Le proteine aiutano chi vuole dimagrire, ecco come agiscono

proteine e dieta

Diversi studi scientifici attestano che una dieta con pochi grassi e molti carboidrati può aiutare a perdere peso ma questo risultato si ottiene a scapito della muscolatura e non solo del grasso. Se consumiamo un pasto particolarmente ricco di carboidrati, soprattutto se si tratta di carboidrati ad alto indice glicemico, come il pane bianco, lo zucchero, il riso raffinato, avremmo una condizione di glicemia elevata a cui farà seguito un’alta presenza di insulina e un calo glicemico successivo.

D’altra parte le diete che prevedono pochi carboidrati e che creano quindi un ipoglicemia costante generano un calo energetico, rendono difficile concentrarsi, favoriscono la perdita dei muscoli, alzano il cortisolo e amplificano ulteriormente il catabolismo. Questo inizialmente fa osservare una perdita di peso superiore ma nel giro di poco tempo si arriva a una fase di stallo nei risultati seguita poi da un recupero dei chili perduti – spesso con gli interessi.

Quota proteica durante la dieta per dimagrire

La dieta ideale per dimagrire quindi deve essere impostata in maniera diversa in modo da favorire il consumo di grassi senza però andare ad attaccare la scorta proteica muscolare. Le proteine infatti devono essere presenti durante la dieta in funzione del peso corporeo e del tipo di allenamento svolto senza essere mai ridotte ed anzi tuttalpiù incrementate, in modo da compensare il catabolismo e sfruttare l’effetto termodinamico di questo macronutriente. Rispetto a carboidrati e grassi, a parità di calorie, le proteine richiedono infatti più energia per essere metabolizzate.

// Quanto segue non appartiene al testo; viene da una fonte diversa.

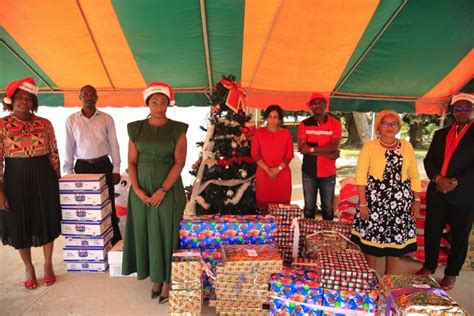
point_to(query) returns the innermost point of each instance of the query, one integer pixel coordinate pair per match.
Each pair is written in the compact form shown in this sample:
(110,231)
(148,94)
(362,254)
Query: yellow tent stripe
(112,44)
(315,36)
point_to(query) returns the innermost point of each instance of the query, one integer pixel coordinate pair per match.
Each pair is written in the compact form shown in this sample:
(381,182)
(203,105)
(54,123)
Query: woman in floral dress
(388,185)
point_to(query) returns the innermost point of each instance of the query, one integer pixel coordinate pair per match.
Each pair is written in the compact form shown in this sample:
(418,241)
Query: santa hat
(317,95)
(462,96)
(159,87)
(26,84)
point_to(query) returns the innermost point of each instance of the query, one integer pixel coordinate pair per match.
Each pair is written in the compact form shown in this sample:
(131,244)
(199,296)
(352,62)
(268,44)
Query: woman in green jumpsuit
(156,157)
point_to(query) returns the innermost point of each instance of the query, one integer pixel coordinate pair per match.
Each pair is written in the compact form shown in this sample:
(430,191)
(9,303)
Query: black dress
(390,229)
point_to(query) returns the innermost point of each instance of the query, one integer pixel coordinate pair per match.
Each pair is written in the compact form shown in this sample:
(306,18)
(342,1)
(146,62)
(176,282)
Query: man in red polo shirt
(318,139)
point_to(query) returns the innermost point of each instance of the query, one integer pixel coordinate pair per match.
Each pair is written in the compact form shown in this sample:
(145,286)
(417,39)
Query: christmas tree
(225,171)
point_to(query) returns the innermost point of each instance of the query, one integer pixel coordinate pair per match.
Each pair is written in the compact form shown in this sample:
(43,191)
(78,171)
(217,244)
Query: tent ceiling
(368,54)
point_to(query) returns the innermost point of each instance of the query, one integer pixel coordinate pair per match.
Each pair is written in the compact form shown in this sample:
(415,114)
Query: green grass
(419,153)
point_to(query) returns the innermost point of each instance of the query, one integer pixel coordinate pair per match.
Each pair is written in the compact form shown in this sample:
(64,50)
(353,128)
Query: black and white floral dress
(390,228)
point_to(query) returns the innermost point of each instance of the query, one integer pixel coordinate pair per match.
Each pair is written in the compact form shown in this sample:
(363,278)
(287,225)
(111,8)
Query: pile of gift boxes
(209,232)
(285,215)
(242,280)
(86,221)
(186,283)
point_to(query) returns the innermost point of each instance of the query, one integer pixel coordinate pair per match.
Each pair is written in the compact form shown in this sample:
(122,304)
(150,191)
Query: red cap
(317,95)
(26,84)
(159,87)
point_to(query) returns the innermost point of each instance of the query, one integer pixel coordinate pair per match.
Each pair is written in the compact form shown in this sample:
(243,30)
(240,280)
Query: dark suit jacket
(460,167)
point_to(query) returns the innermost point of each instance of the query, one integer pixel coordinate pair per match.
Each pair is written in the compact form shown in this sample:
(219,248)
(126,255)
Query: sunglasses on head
(390,124)
(463,108)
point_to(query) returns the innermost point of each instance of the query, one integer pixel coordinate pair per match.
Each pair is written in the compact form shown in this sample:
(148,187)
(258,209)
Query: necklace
(388,145)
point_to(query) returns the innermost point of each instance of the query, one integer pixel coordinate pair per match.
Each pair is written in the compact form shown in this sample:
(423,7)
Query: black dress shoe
(163,299)
(155,294)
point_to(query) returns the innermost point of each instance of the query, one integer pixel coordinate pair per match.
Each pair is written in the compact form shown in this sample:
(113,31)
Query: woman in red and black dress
(272,149)
(29,198)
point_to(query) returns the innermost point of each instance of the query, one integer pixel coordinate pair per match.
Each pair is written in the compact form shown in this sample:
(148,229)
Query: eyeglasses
(464,108)
(390,124)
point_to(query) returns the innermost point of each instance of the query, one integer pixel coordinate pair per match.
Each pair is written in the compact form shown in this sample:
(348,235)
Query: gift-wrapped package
(185,301)
(300,292)
(186,269)
(212,231)
(416,295)
(250,259)
(328,240)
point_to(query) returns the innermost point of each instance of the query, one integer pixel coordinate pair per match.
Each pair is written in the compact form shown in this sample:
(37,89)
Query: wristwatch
(163,189)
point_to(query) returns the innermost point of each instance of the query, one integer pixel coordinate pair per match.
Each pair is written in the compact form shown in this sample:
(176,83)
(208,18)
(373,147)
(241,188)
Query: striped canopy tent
(368,55)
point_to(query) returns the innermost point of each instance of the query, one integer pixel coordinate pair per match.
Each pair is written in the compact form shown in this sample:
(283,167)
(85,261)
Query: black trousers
(104,166)
(440,212)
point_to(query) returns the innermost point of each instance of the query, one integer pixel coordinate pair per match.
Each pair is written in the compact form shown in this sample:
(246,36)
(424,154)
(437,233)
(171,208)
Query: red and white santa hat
(462,96)
(159,87)
(317,95)
(26,84)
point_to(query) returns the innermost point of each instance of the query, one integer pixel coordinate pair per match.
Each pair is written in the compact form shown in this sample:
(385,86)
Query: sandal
(424,272)
(49,280)
(447,283)
(30,284)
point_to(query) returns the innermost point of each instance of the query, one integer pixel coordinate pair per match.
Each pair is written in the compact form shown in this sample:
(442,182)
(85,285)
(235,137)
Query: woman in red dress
(272,149)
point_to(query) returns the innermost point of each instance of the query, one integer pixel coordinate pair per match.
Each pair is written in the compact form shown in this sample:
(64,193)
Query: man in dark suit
(449,164)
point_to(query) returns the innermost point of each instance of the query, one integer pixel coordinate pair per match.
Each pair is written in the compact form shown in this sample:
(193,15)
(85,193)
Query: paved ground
(90,294)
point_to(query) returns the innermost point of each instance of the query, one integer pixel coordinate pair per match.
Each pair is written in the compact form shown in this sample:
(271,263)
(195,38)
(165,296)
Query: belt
(94,160)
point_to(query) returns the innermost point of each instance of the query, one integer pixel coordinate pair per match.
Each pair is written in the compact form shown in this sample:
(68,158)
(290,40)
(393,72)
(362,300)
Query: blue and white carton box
(115,260)
(86,253)
(82,182)
(89,241)
(74,228)
(86,265)
(83,198)
(87,213)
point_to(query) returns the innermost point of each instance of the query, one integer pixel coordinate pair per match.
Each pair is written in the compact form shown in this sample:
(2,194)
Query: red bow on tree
(236,96)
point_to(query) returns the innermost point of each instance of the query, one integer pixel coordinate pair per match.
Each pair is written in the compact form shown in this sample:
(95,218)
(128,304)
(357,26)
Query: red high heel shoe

Come scegliere le proteine per dimagrire

Quello che conta non è solo il quantitativo proteico introdotto ma anche la qualità delle proteine. Sappiamo ad esempio che le proteine del siero sono molto ricche di ramificati ma risultano carenti in triptofano e fenilalanina. Inoltre i ramificati competono con delle molecole trasportatrici proprio nei confronti di fenilalanina e triptofano quindi questo può ridurre la produzione di serotonina, alterare l’appetito e promuovere una fame specifica soprattutto nei confronti dei carboidrati.

Per quanto riguarda le caseine, parliamo sempre di un derivato del latte che però viene digerito in maniera più lenta e risulta ideale nelle fasi di digiuno come le ore notturne. Nell’ottica di dimagrire quindi è importante variare le fonti proteiche e non seguire regimi che prevedano ad esempio solo pollo o solo merluzzo, per evitare carenze. Ricordiamo inoltre che per tutti coloro che seguono una alimentazione esclusivamente vegetale è possibile anche in questo caso associare più fonti proteiche in modo da ottenere il completo pool di aminoacidi e raggiungere gli obiettivi sia di definizione muscolare che di conservazione e aumento della massa.

Ovviamente a seconda del proprio obiettivo si devono considerare i principi di deficit calorico e di bilancio positivo delle calorie: assumere meno calorie rispetto a quelle bruciate è la regola imprescindibile per chi vuole perdere peso e migliorare la propria composizione corporea a scapito dei grassi. Mentre chi cerca di aumentare la massa muscolare, dovrà perseguire un bilancio positivo calorico cioè introdurre una percentuale di energia in termini di calorie superiore a quanto viene bruciato. Gli integratori possono essere di particolare aiuto in queste fasi per raggiungere più velocemente e in modo più pratico i differenti obiettivi.